In layman's terms:
The whole point of relational databases is normalization.
Normalization means separating tables into different tables in order to avoid udpate anomalies and to speed up look ups, reduce redundancy etc.
So your question really is "should a database be normalized?" and the answer is "of course". Obviously there would be exceptions in a per-table basis where you can decide to denormalize for performance's sake.
Normalization dictates that a non-key column should describe the key, the whole key and nothing but the key. So you should avoid things like having the name of the store a product was bought from in the product table.
In the case of the tables you give as examples, I'd put them in a separate table. There's no one-to-one relationship in a relational database, but you can simulate one by adding the correct PK in the child table so that it would be imposible to insert a second spouse to the same employee, or a second payment to an order if that's the business rule. But a more sensible solution would be to add dates to the spouse table so a history of spouses is stored but you could always find the current one, and have multiple payments to an order.

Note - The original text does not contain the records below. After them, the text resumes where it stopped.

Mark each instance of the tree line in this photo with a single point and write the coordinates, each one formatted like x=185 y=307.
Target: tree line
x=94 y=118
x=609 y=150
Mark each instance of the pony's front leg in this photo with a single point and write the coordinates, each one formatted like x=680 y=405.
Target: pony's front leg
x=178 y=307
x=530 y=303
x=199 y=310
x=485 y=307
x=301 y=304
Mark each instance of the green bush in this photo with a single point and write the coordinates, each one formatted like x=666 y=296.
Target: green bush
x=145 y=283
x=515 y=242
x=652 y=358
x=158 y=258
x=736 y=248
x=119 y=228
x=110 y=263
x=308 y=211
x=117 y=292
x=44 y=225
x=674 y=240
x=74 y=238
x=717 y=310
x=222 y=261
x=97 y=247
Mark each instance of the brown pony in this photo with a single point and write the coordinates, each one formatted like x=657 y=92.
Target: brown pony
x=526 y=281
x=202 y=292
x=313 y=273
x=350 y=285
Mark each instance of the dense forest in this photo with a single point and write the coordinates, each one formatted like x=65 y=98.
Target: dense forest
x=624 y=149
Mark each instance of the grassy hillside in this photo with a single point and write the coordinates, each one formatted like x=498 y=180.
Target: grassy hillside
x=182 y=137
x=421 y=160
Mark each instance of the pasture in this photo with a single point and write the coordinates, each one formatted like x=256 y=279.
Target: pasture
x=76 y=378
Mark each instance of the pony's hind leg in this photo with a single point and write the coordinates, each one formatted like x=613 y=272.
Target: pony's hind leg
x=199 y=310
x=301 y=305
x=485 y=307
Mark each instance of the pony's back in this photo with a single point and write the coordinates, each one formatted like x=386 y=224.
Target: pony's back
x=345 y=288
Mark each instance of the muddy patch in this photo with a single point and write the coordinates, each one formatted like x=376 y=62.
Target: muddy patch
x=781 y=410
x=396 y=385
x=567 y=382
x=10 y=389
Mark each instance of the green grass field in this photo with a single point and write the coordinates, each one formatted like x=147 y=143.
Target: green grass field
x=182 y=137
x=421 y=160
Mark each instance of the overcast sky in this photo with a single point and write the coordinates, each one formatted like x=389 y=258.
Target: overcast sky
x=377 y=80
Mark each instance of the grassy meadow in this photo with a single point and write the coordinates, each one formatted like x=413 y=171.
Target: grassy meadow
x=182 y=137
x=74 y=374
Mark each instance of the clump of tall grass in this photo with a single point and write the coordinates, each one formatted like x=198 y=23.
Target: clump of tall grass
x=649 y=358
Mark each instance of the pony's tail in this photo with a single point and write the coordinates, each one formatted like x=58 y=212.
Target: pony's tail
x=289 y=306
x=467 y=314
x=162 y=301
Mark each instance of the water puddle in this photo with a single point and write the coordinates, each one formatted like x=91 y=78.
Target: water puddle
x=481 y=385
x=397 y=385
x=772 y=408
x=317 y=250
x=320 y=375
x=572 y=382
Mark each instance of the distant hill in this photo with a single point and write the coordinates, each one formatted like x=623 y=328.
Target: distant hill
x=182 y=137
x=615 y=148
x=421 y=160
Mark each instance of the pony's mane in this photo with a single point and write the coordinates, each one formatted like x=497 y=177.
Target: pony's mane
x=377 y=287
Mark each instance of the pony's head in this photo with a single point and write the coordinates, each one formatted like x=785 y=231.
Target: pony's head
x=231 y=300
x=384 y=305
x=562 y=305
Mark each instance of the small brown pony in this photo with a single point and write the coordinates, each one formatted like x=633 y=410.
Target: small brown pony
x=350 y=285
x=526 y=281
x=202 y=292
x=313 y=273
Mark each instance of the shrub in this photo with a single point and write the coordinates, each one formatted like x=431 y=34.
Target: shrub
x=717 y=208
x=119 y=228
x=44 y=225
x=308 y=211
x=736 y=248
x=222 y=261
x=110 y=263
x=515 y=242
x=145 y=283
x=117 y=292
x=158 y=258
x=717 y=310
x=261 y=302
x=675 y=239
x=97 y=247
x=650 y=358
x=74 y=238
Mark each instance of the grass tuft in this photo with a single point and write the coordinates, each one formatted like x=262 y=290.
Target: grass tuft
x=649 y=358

In the other hand, hasSpouse is a calculated field indicatedindicating whether or not the spouse-related columns are populated or not. Calculated fields don't comply with normal forms and should only be used in summary tables (which don't abide by normalization rules since they are not transactional). But in this case it's worse because it's not a total summing some other columns but an indicator that could be replaced by simply asking whether a a column is null or not.